The Profit and Policing

Wairoa Star – May 2017

This quarter’s Profit magazine has a fantastic set of positive stories about Wairoa. It outlines the town’s present and future prospects, as well as profiling a number of successful business owners, entrepreneurs, innovators and those who have moved for lifestyle reasons – and who are loving all that Wairoa has to offer. Copies of this free magazine can be picked up from the Wairoa District Council offices.

I have written about the benefits of a Wairoa lifestyle many times but it is great to see an outside magazine take note and report on everything great about the town and the region. Long gone are the days when the only thing ever reported about Wairoa was negative.

I am not saying that everything is perfect and that we can’t do better, because of course there is always room for continuous improvement, but I do get the real sense that things are on the right track in terms of cultivating economic development, celebrating cultural diversity and promoting positive stories.

If I am honest, however, I still have grave concerns about the level of policing across the region. Last time I wrote about this issue, I expressed my understanding that the current announcements around a 24/7 station should mean at least 6 more sworn officers into the community (two to get staffing levels up to what they should be currently and at least four to ensure that the promise of a 24/7 station is delivered upon). I have been led to believe that this might not be the case, and the four promised with the 24/7 station may well include the two vacant positions. If so, this is wrong and unfair.

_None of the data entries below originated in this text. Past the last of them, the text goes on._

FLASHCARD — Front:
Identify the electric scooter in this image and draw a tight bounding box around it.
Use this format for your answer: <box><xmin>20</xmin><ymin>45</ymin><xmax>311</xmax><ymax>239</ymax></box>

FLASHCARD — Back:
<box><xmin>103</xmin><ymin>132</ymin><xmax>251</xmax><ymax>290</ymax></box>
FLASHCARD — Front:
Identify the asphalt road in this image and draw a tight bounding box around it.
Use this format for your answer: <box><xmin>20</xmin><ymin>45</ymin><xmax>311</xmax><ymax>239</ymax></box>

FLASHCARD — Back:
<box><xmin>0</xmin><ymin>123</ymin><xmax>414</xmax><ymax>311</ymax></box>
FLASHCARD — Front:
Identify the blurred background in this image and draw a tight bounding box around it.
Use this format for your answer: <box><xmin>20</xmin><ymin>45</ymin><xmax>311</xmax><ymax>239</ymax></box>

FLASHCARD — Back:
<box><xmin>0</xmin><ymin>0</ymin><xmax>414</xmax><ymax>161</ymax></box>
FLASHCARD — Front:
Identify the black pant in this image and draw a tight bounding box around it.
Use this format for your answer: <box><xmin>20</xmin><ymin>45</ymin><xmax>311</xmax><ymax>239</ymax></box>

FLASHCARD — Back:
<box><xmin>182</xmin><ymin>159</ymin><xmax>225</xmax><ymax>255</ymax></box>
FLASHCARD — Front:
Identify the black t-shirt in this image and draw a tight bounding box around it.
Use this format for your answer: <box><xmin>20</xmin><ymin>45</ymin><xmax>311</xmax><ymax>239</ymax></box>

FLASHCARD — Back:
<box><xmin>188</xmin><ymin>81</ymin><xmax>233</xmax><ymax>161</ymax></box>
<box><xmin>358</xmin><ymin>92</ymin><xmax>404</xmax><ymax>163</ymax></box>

I am a huge believer in the value of community policing as this model allows police officers the time to proactively engage with their communities in a way that adds value and, according to world’s best practise, prevent crime. If all Police are doing is reacting to incidents and continuously chasing their tails, then this impacts on their ability to develop close positive relationships with key stakeholders.

Everyone knows that the current policing situation in Wairoa is unsustainable. It is one of the reasons why Wairoa was the first cab of the proverbial rack to go 24/7, but if the staffing levels aren’t sufficient to deliver on community expectations, then it becomes just another empty promise.

Let’s all hope that the rumours I have heard are just that: rumours, and Wairoa ends up with the level of police staffing required to keep our communities safe and put the bad guys behind bars. I will let you know the result of my investigations into this.